Phylogenetic trees represent evolutionary relationships between sequences. Start with a multiple sequence alignment, then compute a distance matrix or use a model-based method to infer the tree. from Bio.Phylo.TreeConstruction import DistanceCalculator, DistanceTreeConstructor. calculator = DistanceCalculator('identity'). dm = calculator.get_distance(alignment). constructor = DistanceTreeConstructor(). tree = constructor.nj(dm) builds a neighbor-joining tree, or tree = constructor.upgma(dm) builds a UPGMA tree. Neighbor-joining is generally preferred because it does not assume a constant rate of evolution.

For more accurate trees, use maximum likelihood methods via external tools. RAxML, IQ-TREE, and PhyML are the standard tools, callable from Python via subprocess. IQ-TREE automatically selects the best substitution model: subprocess.run(['iqtree2', '-s', 'aligned.fasta', '-m', 'TEST', '-bb', '1000']), which tests models, builds the tree, and computes bootstrap support values (1000 replicates). Parse the resulting Newick tree file: from Bio import Phylo, tree = Phylo.read('aligned.fasta.treefile', 'newick').

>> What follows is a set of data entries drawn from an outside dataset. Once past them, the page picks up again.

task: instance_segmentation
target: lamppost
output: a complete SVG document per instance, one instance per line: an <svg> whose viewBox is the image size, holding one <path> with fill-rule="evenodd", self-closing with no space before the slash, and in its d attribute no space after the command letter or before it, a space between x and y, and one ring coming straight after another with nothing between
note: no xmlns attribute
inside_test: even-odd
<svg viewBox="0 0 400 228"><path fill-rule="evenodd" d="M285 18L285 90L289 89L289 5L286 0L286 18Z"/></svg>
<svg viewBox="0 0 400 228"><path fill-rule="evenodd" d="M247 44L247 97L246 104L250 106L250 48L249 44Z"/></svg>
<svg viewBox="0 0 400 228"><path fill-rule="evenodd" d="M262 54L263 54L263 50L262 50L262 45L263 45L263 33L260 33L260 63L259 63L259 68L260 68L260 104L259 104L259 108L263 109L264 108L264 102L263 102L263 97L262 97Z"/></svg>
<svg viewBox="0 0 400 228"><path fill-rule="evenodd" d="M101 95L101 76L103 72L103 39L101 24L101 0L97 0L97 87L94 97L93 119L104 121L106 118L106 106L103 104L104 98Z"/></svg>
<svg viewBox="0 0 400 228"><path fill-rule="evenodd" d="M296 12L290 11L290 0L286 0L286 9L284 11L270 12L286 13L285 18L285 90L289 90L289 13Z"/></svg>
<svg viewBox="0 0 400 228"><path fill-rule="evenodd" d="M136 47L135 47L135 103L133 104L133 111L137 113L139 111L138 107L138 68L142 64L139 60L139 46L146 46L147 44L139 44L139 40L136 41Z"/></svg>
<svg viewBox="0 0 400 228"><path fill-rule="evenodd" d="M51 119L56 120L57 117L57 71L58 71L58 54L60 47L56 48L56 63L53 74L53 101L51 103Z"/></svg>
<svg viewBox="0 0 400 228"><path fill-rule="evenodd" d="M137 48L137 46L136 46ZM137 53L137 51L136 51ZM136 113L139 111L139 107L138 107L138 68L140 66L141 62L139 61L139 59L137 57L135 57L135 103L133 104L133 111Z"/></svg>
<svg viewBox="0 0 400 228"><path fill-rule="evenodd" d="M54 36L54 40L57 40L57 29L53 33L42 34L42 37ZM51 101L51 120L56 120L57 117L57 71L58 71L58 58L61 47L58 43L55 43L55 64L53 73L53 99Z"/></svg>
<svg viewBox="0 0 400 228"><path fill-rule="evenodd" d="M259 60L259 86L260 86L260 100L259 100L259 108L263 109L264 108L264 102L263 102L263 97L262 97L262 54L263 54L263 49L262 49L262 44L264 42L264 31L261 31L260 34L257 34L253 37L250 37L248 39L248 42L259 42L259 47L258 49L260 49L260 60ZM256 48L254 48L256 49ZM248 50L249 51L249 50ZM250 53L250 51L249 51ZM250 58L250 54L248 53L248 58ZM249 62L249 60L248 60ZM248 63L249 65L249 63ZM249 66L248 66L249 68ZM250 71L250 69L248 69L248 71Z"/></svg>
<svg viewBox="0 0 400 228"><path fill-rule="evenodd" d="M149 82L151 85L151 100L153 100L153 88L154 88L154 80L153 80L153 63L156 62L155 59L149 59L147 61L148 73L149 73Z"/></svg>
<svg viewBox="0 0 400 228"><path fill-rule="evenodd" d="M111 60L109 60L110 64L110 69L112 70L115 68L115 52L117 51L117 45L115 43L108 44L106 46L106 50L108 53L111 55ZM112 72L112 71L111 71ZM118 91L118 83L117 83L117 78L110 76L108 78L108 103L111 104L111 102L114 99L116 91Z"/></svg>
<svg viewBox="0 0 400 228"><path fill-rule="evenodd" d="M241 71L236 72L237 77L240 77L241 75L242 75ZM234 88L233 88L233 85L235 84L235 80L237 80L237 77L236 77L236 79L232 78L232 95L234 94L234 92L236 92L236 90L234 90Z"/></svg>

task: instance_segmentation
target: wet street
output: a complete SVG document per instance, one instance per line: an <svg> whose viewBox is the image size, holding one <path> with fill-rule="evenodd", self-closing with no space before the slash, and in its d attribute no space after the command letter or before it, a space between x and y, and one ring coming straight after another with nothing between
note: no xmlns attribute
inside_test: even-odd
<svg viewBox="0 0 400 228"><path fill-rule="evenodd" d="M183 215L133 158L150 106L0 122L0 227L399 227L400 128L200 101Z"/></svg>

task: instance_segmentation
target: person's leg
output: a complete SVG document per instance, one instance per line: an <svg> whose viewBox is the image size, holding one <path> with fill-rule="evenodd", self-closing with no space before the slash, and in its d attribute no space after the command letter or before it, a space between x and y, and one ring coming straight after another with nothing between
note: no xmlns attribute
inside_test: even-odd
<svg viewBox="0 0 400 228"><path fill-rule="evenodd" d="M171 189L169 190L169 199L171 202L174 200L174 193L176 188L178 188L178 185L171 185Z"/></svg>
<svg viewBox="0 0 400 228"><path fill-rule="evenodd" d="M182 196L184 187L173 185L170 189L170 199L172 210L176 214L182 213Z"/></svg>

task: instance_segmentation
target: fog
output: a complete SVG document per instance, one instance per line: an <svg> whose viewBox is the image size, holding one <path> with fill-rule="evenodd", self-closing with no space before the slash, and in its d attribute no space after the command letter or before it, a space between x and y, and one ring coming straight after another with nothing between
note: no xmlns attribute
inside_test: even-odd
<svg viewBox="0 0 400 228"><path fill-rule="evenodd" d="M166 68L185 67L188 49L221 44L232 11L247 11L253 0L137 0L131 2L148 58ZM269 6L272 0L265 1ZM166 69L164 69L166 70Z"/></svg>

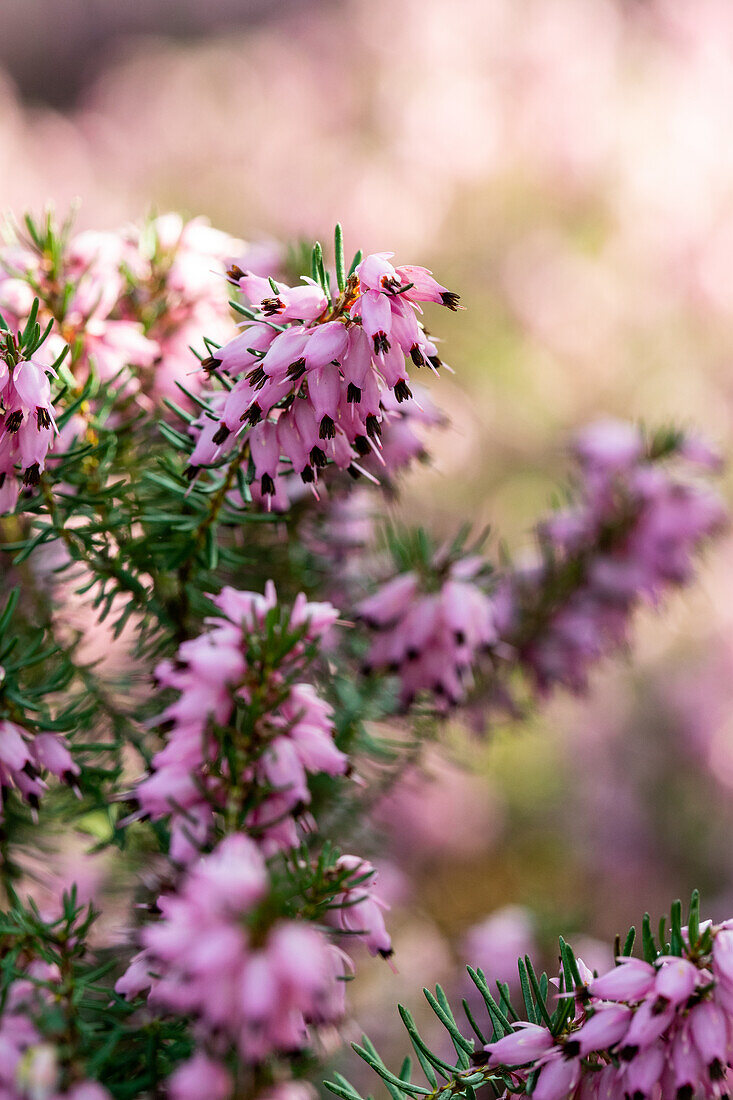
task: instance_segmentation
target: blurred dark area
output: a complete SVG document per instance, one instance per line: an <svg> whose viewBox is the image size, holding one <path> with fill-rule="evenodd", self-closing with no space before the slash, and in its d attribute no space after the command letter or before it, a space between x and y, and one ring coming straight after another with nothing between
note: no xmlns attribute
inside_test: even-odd
<svg viewBox="0 0 733 1100"><path fill-rule="evenodd" d="M0 67L26 101L68 108L130 39L195 42L307 5L324 0L2 0Z"/></svg>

Tree visualization uses Bio.Phylo or the ete3 library. Phylo.draw(tree) creates a basic tree plot. For publication-quality trees, ete3 provides extensive customization: from ete3 import Tree, TreeStyle, NodeStyle. t = Tree('tree.nwk'). Style nodes: for node in t.traverse(): ns = NodeStyle(), ns['size'] = 0, node.set_style(ns). Style leaves: for leaf in t.get_leaves(): add colors, labels, or data annotations. Render: t.render('tree.pdf', tree_style=ts). ete3 handles circular layouts, fan layouts, custom color schemes, and annotations that show bootstrap values, branch lengths, or associated data alongside the tree.

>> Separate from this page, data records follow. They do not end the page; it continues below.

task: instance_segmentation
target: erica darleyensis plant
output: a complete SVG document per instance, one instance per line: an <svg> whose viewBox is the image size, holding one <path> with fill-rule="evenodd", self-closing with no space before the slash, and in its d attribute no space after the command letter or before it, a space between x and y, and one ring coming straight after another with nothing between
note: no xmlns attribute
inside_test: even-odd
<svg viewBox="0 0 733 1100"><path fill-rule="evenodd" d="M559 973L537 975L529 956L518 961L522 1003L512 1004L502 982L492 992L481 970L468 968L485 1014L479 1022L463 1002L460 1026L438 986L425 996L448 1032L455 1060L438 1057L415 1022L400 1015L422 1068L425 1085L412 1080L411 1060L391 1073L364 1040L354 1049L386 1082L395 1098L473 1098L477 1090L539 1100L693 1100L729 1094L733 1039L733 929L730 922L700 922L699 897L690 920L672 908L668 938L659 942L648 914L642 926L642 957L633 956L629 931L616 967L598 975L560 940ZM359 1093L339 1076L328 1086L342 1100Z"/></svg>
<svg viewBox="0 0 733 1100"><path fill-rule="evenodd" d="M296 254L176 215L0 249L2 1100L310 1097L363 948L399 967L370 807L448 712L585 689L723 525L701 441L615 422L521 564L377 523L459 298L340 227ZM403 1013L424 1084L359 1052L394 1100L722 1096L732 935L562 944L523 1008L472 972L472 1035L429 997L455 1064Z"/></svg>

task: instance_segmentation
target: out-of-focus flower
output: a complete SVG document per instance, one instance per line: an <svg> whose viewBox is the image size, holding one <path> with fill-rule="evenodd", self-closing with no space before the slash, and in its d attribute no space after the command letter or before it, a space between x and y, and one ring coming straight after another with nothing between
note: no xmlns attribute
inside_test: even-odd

Interpreting trees requires understanding what they do and do not show. Branch lengths represent evolutionary distance (substitutions per site), not time, unless a molecular clock is assumed. Internal nodes represent inferred ancestral sequences, not observed organisms. Bootstrap values on branches indicate statistical support: values above 70 to 80% are generally considered reliable. Trees are hypotheses about evolutionary history, not established facts, and different methods or data can produce different topologies. Always report the alignment method, substitution model, tree-building method, and support values so that readers can evaluate the reliability of your phylogenetic conclusions.

Key Takeaway

Biopython handles biological file formats and database access, while pandas, NumPy, and matplotlib handle the statistical analysis and visualization. The combination covers the full bioinformatics workflow from raw sequences to publication figures.